Went back this morning and got a few more hutches and meds......ill get a good pick tomorrow with the sun light. In the mean time i thought would ask if anyone has ever dug a DR. MORRIS DaCOSTAS RADICAL CURE, SYRUP OF TAR bottle, i dug one this morn and cant find much on it?????Thanks in advance


----------



## KBbottles (Aug 1, 2010)

Awesome stuff man!!!  That Newark bottle sounds cool!  Great meeds, hutches and everything else!


----------



## THE BADGER (Aug 2, 2010)

hey raider,sorry we didnt hook up still need to dig together.


----------



## buzzkutt033 (Aug 2, 2010)

i don't recall seeing that type of Horn druggist either.........  
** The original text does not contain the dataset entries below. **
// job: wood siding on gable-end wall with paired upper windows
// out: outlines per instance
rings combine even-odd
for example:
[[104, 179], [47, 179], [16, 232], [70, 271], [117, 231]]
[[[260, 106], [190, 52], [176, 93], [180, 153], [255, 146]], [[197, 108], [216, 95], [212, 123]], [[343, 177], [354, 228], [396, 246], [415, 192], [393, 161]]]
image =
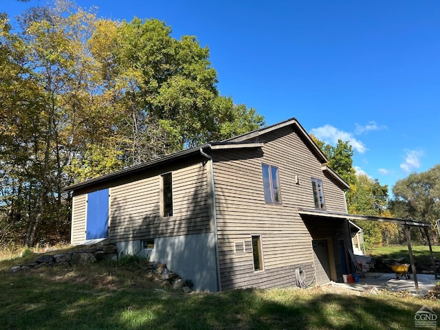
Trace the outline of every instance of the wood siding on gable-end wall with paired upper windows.
[[[312, 236], [298, 214], [298, 208], [315, 207], [311, 177], [323, 181], [327, 210], [345, 211], [344, 192], [326, 177], [314, 153], [291, 126], [262, 138], [262, 152], [243, 151], [241, 157], [231, 151], [213, 153], [222, 289], [252, 283], [259, 287], [294, 285], [298, 267], [305, 270], [307, 284], [314, 278]], [[265, 203], [262, 163], [278, 167], [281, 204]], [[300, 177], [299, 184], [295, 175]], [[252, 234], [261, 234], [261, 272], [254, 272], [252, 253], [234, 252], [235, 243], [250, 240]], [[288, 271], [273, 278], [283, 270]]]

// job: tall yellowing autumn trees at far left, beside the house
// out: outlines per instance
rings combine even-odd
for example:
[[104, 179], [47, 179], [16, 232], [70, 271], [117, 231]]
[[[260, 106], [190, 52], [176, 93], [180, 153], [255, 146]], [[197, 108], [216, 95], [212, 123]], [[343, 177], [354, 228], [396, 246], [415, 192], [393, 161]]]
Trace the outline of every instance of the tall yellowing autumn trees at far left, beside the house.
[[[67, 229], [65, 166], [77, 147], [76, 123], [87, 118], [89, 104], [82, 98], [89, 94], [93, 62], [86, 41], [93, 22], [94, 14], [73, 12], [70, 3], [60, 1], [23, 13], [17, 34], [3, 24], [3, 48], [8, 50], [4, 63], [15, 68], [9, 73], [14, 74], [14, 90], [1, 91], [0, 111], [8, 125], [1, 132], [2, 162], [9, 166], [3, 178], [11, 182], [17, 177], [17, 184], [6, 186], [12, 187], [7, 195], [11, 217], [25, 227], [27, 245], [34, 245], [41, 225], [54, 236]], [[14, 200], [20, 201], [18, 208]]]

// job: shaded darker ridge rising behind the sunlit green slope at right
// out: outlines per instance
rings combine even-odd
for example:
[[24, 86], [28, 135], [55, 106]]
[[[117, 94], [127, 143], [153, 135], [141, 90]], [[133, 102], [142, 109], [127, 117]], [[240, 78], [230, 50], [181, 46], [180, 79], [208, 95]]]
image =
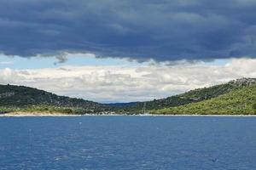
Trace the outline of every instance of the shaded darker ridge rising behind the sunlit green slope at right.
[[[207, 99], [216, 98], [222, 94], [228, 94], [231, 91], [240, 89], [243, 87], [252, 86], [256, 84], [256, 78], [241, 78], [228, 83], [212, 86], [210, 88], [198, 88], [191, 90], [184, 94], [177, 94], [166, 99], [154, 99], [147, 101], [147, 110], [159, 110], [163, 108], [175, 107], [180, 105], [187, 105], [190, 103], [196, 103]], [[137, 102], [136, 105], [130, 105], [123, 107], [121, 112], [141, 112], [145, 102]]]

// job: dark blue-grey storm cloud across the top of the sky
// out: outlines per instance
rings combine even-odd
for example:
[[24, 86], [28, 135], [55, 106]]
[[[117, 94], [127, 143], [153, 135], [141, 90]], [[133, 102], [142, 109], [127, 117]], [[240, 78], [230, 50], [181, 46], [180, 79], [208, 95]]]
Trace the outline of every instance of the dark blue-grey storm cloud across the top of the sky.
[[0, 51], [158, 61], [255, 56], [255, 16], [253, 0], [3, 0]]

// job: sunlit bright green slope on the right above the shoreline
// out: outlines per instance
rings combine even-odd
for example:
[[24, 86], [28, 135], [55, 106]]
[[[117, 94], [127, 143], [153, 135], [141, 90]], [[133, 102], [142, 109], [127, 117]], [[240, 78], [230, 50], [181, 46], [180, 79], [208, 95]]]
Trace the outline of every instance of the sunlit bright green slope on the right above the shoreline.
[[256, 85], [198, 103], [151, 111], [152, 114], [256, 115]]

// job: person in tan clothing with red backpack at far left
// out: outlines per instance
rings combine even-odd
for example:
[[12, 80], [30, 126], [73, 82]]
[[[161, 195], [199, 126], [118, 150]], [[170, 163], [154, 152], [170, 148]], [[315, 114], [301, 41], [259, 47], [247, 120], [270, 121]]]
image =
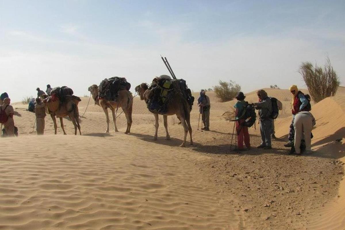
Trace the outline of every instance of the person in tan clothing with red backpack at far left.
[[[14, 136], [13, 107], [10, 105], [11, 99], [5, 98], [0, 106], [0, 119], [4, 126], [7, 137]], [[1, 130], [2, 131], [2, 130]]]

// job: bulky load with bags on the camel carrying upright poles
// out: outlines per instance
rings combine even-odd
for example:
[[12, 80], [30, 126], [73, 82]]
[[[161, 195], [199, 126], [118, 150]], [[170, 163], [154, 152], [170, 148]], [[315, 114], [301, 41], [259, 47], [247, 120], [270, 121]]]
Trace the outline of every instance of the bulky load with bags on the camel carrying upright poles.
[[167, 113], [167, 107], [174, 96], [174, 92], [181, 93], [183, 98], [187, 100], [190, 110], [192, 109], [194, 97], [183, 79], [171, 79], [169, 76], [162, 75], [153, 79], [149, 91], [146, 103], [147, 108], [152, 113]]

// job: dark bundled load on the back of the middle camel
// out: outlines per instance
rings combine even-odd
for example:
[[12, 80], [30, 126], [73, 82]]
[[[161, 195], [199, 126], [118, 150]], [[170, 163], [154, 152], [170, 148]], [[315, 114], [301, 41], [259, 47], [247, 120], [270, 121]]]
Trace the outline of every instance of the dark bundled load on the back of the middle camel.
[[126, 78], [112, 77], [101, 81], [98, 87], [98, 97], [109, 101], [117, 101], [119, 90], [130, 89], [130, 83]]

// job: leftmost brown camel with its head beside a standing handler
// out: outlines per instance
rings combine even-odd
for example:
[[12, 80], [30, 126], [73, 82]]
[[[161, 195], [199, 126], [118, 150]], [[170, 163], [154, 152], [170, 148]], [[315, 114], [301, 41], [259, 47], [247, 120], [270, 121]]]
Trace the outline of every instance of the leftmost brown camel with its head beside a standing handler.
[[78, 110], [78, 103], [80, 99], [78, 97], [68, 97], [66, 96], [65, 101], [60, 104], [59, 98], [53, 101], [52, 99], [47, 100], [48, 95], [44, 94], [41, 96], [44, 99], [47, 107], [47, 113], [50, 114], [51, 119], [54, 122], [54, 129], [55, 134], [57, 132], [58, 125], [56, 123], [56, 117], [60, 118], [60, 124], [63, 131], [63, 135], [66, 135], [65, 128], [63, 127], [63, 118], [69, 117], [74, 125], [74, 134], [77, 135], [77, 128], [79, 130], [79, 134], [81, 135], [80, 131], [80, 124], [79, 124], [79, 110]]

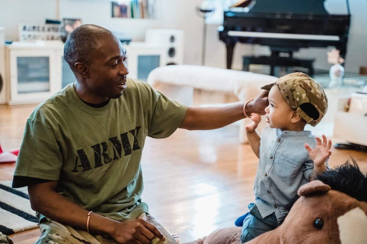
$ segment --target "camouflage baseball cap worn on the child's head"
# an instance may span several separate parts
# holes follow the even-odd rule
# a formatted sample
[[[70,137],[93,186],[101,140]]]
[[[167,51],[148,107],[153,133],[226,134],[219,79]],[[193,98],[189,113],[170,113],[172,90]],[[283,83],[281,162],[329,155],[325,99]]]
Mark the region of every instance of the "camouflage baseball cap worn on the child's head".
[[[328,104],[325,91],[308,75],[302,72],[284,75],[261,89],[269,91],[274,85],[307,124],[316,126],[326,114]]]

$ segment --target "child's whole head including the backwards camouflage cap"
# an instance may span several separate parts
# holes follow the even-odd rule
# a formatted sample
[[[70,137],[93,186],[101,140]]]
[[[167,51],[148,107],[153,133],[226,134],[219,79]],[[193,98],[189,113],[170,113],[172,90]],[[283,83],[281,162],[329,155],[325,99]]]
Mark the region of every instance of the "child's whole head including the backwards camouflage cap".
[[[265,112],[272,128],[301,128],[306,123],[315,126],[327,111],[324,90],[301,72],[285,75],[262,89],[269,90]]]

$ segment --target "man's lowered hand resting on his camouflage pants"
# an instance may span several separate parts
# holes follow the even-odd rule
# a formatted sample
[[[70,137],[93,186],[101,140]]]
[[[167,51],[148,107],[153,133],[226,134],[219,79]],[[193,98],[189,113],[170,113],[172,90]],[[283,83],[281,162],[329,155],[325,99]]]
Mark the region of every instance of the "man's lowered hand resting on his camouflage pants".
[[[110,236],[121,244],[149,244],[154,237],[166,240],[156,226],[142,218],[116,223]]]

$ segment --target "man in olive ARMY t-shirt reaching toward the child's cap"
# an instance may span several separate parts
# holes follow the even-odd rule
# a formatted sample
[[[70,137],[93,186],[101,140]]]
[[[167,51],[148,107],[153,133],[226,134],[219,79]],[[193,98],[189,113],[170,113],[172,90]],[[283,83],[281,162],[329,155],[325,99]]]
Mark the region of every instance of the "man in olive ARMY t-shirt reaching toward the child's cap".
[[[37,243],[174,243],[141,201],[145,137],[220,128],[245,118],[243,109],[263,113],[268,93],[246,106],[186,108],[127,79],[126,50],[95,25],[70,34],[64,58],[77,81],[30,115],[14,173],[40,218]]]

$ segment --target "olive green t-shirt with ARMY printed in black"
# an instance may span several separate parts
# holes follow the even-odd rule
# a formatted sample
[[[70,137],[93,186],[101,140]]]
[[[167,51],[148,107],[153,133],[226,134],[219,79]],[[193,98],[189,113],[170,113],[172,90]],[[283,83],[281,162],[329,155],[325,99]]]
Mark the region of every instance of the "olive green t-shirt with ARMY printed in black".
[[[92,108],[73,84],[37,106],[26,123],[15,176],[58,180],[57,191],[86,210],[117,221],[137,218],[146,136],[166,138],[186,107],[139,80],[120,98]],[[52,201],[52,199],[50,199]]]

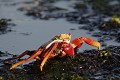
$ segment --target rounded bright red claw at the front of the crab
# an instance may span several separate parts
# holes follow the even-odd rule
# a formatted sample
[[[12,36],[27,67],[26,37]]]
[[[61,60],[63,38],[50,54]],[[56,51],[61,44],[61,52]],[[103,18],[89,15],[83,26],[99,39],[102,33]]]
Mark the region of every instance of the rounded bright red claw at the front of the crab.
[[[74,48],[71,46],[71,44],[67,43],[67,42],[62,42],[62,47],[63,47],[63,51],[70,55],[70,56],[74,56]]]

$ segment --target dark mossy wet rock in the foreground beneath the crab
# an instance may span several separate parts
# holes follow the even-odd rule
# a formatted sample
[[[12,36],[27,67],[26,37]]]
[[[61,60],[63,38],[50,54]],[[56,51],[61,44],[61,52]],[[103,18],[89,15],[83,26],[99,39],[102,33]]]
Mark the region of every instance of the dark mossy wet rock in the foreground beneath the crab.
[[[8,70],[11,64],[16,61],[3,62],[0,59],[0,79],[5,80],[119,80],[120,79],[120,46],[110,46],[103,49],[111,54],[108,57],[98,56],[97,50],[85,50],[78,52],[74,57],[65,56],[63,58],[49,59],[43,71],[39,69],[40,61],[33,61],[29,64]],[[0,57],[13,55],[0,53]],[[18,60],[19,61],[19,60]]]

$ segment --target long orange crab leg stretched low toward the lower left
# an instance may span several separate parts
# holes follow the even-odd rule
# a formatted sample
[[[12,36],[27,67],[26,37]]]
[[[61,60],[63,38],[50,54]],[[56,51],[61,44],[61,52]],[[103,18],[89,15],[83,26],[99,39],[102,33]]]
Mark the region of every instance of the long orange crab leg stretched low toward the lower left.
[[[10,67],[10,70],[13,69],[13,68],[15,68],[15,67],[17,67],[17,66],[19,66],[19,65],[21,65],[21,64],[23,64],[23,63],[25,63],[25,62],[28,62],[28,61],[34,59],[34,58],[37,57],[39,54],[41,54],[41,52],[42,52],[42,49],[36,50],[35,53],[34,53],[32,56],[30,56],[30,58],[25,59],[25,60],[22,60],[22,61],[19,61],[19,62],[13,64],[13,65]]]

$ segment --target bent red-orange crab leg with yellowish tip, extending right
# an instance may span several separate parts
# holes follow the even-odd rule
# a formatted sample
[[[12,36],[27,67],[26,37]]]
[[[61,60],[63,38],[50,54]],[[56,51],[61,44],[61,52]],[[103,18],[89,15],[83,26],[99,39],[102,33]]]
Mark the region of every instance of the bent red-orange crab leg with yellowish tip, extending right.
[[[82,46],[82,43],[85,42],[91,46],[97,47],[98,50],[100,50],[100,43],[98,41],[95,41],[93,39],[87,38],[87,37],[80,37],[80,38],[76,38],[71,42],[71,45],[74,48],[80,48]]]

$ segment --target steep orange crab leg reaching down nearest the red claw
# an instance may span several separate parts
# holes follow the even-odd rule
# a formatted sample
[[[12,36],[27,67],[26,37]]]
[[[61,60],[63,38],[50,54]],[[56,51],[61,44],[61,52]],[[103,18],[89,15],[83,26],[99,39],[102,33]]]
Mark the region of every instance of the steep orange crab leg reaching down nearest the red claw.
[[[46,51],[46,56],[45,58],[43,59],[43,61],[41,62],[41,65],[40,65],[40,70],[42,71],[43,69],[43,66],[45,64],[45,62],[47,61],[47,59],[49,58],[49,56],[53,53],[53,51],[56,49],[56,47],[58,46],[58,43],[54,43],[52,46],[50,46],[48,48],[48,50]]]

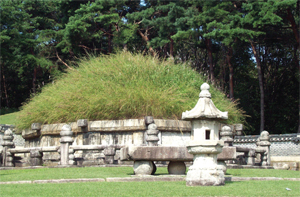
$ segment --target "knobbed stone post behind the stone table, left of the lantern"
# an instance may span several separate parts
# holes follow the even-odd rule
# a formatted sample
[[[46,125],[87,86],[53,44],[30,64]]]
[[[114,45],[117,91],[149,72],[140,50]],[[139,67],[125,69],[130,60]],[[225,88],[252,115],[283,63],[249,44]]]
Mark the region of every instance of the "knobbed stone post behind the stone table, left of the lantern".
[[[154,123],[154,119],[152,116],[146,116],[145,117],[145,123],[147,125],[147,139],[146,142],[149,146],[157,146],[158,145],[158,130],[157,130],[157,126]]]

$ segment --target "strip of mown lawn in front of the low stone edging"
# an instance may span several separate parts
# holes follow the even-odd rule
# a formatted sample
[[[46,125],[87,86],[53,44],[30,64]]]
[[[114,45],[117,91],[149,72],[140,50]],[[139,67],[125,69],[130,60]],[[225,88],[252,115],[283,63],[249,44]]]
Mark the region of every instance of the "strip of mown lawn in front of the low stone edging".
[[[299,181],[226,182],[225,186],[187,187],[176,182],[86,182],[0,185],[4,196],[300,196]],[[291,191],[287,191],[286,188]]]

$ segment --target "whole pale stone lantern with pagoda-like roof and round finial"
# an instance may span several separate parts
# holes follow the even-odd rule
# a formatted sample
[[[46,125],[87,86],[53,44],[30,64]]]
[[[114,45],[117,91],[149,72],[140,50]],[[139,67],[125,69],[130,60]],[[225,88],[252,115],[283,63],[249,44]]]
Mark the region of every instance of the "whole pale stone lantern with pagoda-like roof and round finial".
[[[219,140],[219,120],[228,119],[228,112],[216,108],[207,83],[201,85],[196,106],[183,112],[182,119],[192,123],[191,141],[186,147],[194,159],[187,172],[186,185],[224,185],[223,166],[217,164],[217,154],[222,152],[224,146],[224,141]]]

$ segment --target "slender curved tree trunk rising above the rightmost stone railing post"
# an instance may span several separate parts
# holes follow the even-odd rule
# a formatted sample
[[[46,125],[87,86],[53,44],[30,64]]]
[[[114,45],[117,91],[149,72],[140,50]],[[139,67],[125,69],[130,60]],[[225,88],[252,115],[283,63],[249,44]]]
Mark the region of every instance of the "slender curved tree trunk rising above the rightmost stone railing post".
[[[265,129],[265,109],[264,109],[265,93],[264,93],[264,85],[263,85],[263,74],[261,69],[260,58],[259,55],[257,54],[256,48],[252,40],[250,40],[250,44],[257,65],[257,73],[258,73],[258,81],[259,81],[259,89],[260,89],[260,132],[262,132]]]

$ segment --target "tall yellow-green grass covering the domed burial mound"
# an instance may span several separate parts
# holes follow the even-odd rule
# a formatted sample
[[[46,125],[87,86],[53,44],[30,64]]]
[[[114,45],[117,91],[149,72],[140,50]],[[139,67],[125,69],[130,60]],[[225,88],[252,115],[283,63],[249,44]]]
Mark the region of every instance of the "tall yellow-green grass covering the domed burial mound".
[[[192,109],[204,83],[186,65],[160,61],[143,54],[119,52],[82,59],[54,84],[31,98],[18,117],[17,127],[33,122],[58,123],[78,119],[111,120],[142,118],[181,119]],[[215,105],[229,112],[228,123],[243,122],[242,111],[224,94],[211,87]]]

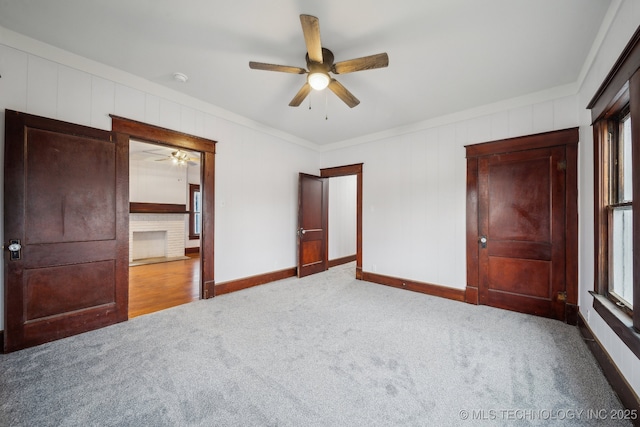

 the dacosta cures are pretty common, although it's certainly possible
  it's some variant....... see if you can pull a couple elk head horlachers or 
 one of those neat greenish slatington ponies.... good luck fella !!!

 jim


----------



## Raider2152 (Aug 2, 2010)

WHats up buzz, yeah i fgot a couple elk heads and 1 slatington pony jr&fr i think is on it. I like the radical cure bottle alot though never dug one i was assuming they were common though.


----------



## beendiggin (Aug 2, 2010)

Nice old stuff there...love getting meds.


----------